Il caso vuole, sempre per restare in tema di api e misticità, che la mia professione di medico mi portò a conoscere la signora Rosa, una paziente allora di 80 anni, che giunse in ospedale, alla mia osservazione, a causa di una brutta frattura di polso. La scomposizione era al limite del chirurgico ma l’età della paziente, anche se si trattava di una persona in ottima forma fisica, mi rendeva perplesso sulla necessità di portarla in sala operatoria per sottoporla ad intervento. Vista la mia titubanza, la signora Rosa ad un certo punto della visita, con tono anche un po’ indispettito, esclamò: “ Guardi dottore che io ho bisogno di recuperare la mia manualità poiché gestisco l’apiario nell’azienda agricola di famiglia”. A quel punto, anche per solidarietà fra apicoltori, non ebbi più alcuna esitazione e decisi di ridurre chirurgicamente la frattura per garantirle una migliore e più precoce ripresa della sua attività funzionale. E’ proprio grazie a questo evento che conobbi Giuditta, sua nipote, alla quale la zia sta trasmettendo tutta la sua esperienza e il suo sapere apistico affinché possa un domani proseguire la preziosa attività di famiglia. Un giorno, Giuditta mi chiamò dicendomi che una sua conoscente suora avrebbe avuto piacere di ospitare delle colonie d’api all’interno del grande parco del convento da lei diretto, convento che funge da casa di riposo per altre anziane consorelle. La casa si trova nel comune di Barzanò, un paese incantato contornato dal verde di una dolce Brianza Lecchese, disperso fra le affascinanti sinuosità di tenere colline che avvolgono il lento scorrere d’acqua dei fiumi Adda e Lambro. Dai suoi confini si gode un panorama suggestivo che spazia dal San Genesio al Resegone, dalle Grigne ai Corni di Canzo in un turbinio di sensazioni che ti proiettano verso la catena delle Alpi dominata a nord est dal monte Rosa, fino all’immensa pianura lombarda che ti saluta nel suo lento protendersi in direzione degli Appennini. Senza alcuna esitazione, decisi di portare in dono a Suor Chiara due delle mie famiglie preparate a inizio primavera. Non appena giunto al convento conobbi questa affascinante persona e proprio grazie alla sua dolcezza, addomesticata da quel non so che di onesta sincerità, capii subito, senza alcuna ombra di dubbio, che le mie api avevano raggiunto il posto migliore che mai avesse potuto attenderle: quel limbo di terra che segna il sottile confine fra la sacralità della vita umana e la misticità della vita celeste!
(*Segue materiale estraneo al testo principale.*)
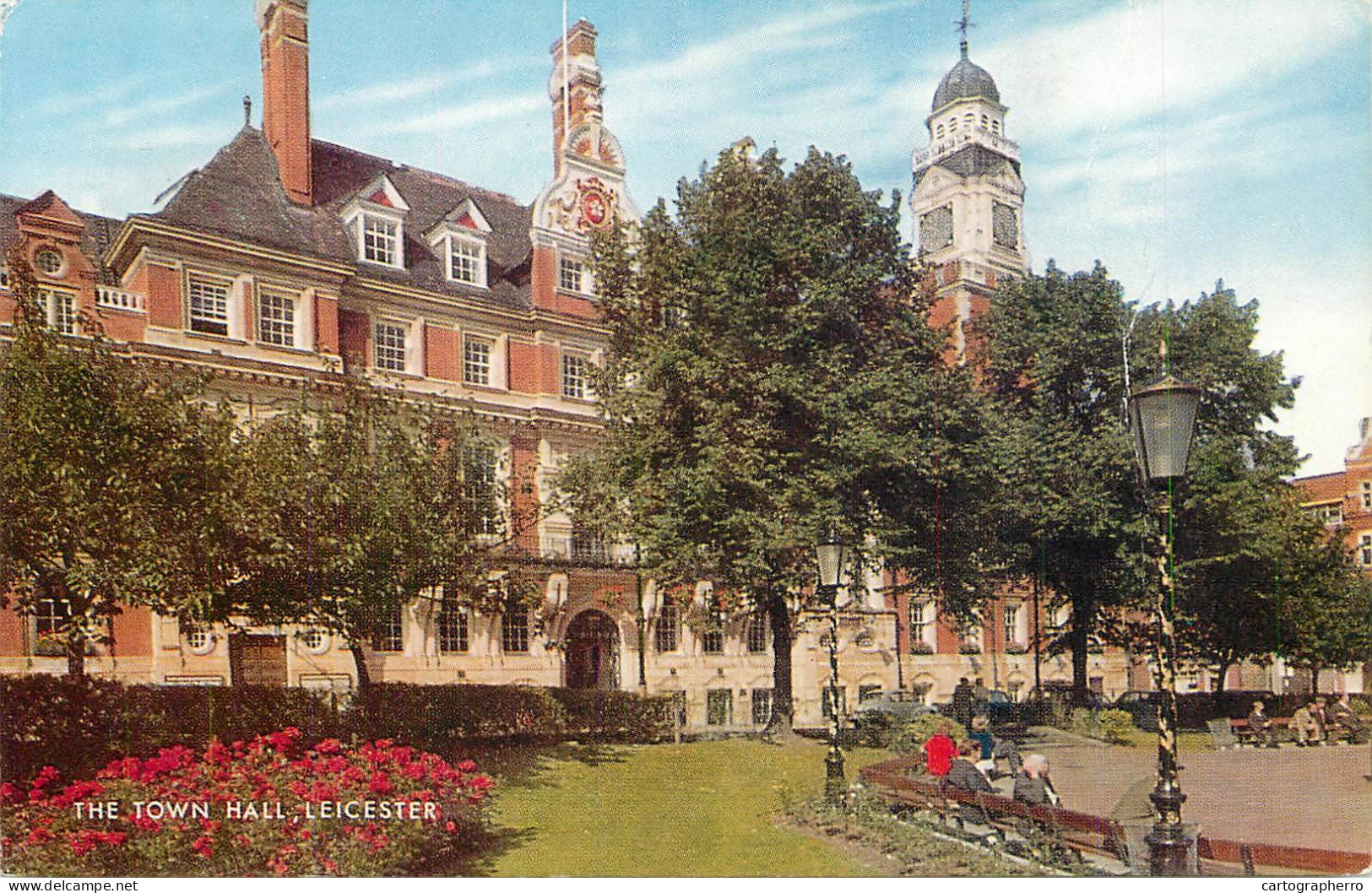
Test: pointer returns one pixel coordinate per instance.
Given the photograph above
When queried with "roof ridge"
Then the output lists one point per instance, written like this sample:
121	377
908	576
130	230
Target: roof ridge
424	171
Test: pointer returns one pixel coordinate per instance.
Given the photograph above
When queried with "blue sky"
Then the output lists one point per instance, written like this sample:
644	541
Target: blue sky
1176	140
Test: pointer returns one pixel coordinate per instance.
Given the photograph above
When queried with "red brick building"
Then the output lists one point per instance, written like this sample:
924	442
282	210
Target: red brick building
289	259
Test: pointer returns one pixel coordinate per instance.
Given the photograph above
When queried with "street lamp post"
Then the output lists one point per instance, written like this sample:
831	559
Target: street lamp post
1163	417
830	557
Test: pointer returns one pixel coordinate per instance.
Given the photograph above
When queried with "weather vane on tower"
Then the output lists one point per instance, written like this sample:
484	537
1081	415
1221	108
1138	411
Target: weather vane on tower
963	24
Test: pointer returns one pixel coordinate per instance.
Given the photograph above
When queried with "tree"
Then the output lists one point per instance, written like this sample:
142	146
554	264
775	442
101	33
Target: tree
768	382
1326	609
1055	366
111	478
355	505
1069	509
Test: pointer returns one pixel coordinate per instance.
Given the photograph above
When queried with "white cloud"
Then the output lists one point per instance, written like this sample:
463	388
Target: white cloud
453	116
419	87
175	136
81	100
1142	59
147	109
1334	355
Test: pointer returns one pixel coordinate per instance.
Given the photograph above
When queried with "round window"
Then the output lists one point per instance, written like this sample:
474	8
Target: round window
48	261
199	641
314	641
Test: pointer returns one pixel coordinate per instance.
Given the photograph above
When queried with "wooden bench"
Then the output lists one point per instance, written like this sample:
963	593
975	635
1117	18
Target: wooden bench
1239	728
892	781
954	805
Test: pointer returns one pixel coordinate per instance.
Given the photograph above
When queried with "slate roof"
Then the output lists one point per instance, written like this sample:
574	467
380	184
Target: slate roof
239	195
963	81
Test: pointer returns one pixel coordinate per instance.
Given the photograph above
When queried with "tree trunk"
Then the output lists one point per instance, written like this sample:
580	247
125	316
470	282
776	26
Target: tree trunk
76	655
781	723
1080	638
364	678
1224	674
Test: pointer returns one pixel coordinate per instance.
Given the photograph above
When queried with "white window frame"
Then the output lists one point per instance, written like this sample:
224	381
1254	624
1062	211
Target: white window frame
364	221
453	614
585	280
472	243
408	349
268	294
1010	623
195	279
487	369
59	309
922	633
570	387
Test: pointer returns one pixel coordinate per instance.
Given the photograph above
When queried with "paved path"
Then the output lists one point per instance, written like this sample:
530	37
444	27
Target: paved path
1301	798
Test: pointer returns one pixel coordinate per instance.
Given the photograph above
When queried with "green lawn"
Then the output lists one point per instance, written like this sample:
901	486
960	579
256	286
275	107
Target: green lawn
686	809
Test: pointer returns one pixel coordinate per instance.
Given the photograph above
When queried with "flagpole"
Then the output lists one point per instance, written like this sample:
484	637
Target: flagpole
567	91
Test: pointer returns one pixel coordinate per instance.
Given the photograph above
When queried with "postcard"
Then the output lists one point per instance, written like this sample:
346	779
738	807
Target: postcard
685	439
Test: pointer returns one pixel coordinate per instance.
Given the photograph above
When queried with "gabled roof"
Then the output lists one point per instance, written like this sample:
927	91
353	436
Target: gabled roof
51	206
239	195
99	230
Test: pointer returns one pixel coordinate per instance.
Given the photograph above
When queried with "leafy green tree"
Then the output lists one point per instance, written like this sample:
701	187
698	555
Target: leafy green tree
1069	509
1326	609
770	380
1055	365
111	479
355	505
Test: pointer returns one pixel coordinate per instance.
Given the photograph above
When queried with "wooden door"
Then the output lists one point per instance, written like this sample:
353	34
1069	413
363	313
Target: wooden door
257	660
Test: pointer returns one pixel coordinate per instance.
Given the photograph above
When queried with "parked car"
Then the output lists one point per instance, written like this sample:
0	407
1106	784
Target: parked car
897	706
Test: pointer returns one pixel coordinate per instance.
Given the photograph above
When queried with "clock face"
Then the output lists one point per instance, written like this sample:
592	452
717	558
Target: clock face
594	208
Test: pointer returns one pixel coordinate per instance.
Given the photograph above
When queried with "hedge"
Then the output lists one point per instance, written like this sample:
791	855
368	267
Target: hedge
79	724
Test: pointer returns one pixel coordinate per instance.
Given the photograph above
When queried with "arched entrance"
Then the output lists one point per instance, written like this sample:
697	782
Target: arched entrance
592	652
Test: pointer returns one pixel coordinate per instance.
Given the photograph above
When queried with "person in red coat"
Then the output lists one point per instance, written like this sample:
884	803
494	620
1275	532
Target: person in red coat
940	750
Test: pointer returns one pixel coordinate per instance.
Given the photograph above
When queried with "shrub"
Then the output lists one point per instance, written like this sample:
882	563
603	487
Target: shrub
1113	726
199	834
79	724
911	739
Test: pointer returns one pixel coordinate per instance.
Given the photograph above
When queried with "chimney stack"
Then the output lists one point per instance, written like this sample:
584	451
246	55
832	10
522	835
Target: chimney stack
285	92
581	76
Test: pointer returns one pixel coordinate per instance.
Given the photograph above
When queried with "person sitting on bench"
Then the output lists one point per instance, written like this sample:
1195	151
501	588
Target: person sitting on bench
1033	785
1343	719
963	774
1306	728
1260	728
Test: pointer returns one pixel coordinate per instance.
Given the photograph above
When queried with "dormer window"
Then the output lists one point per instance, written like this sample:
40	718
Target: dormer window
380	241
377	221
467	261
460	237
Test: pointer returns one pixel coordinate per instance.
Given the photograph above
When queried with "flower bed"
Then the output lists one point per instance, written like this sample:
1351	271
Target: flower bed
263	807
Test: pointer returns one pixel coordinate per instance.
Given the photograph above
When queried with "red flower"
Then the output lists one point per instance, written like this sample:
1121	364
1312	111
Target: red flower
380	783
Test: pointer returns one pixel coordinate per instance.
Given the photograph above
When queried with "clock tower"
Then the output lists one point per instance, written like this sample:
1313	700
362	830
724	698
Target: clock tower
968	197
Così una volta sistemati i due alveari e dato un’ultima occhiata a quel nuovo e meraviglioso parco, che da ora in  poi le avrebbe ospitate, aprii le porticine delle casette quindi, con celeste serenità, alzai lo sguardo verso l’alto per osservare un’ultima volta le mie compagne di viaggio e di lavoro volteggiare come tante virgole alate nell’azzurro del cielo di questo nuovo e paradisiaco “eden”. Esse, probabilmente, dal profondo della loro saggezza, con il loro incantevole volo mi stavano indicando la strada da percorrere per raggiungere quella sottile linea di confine che segna il limite fra il nostro umano sapere e la divina saggezza.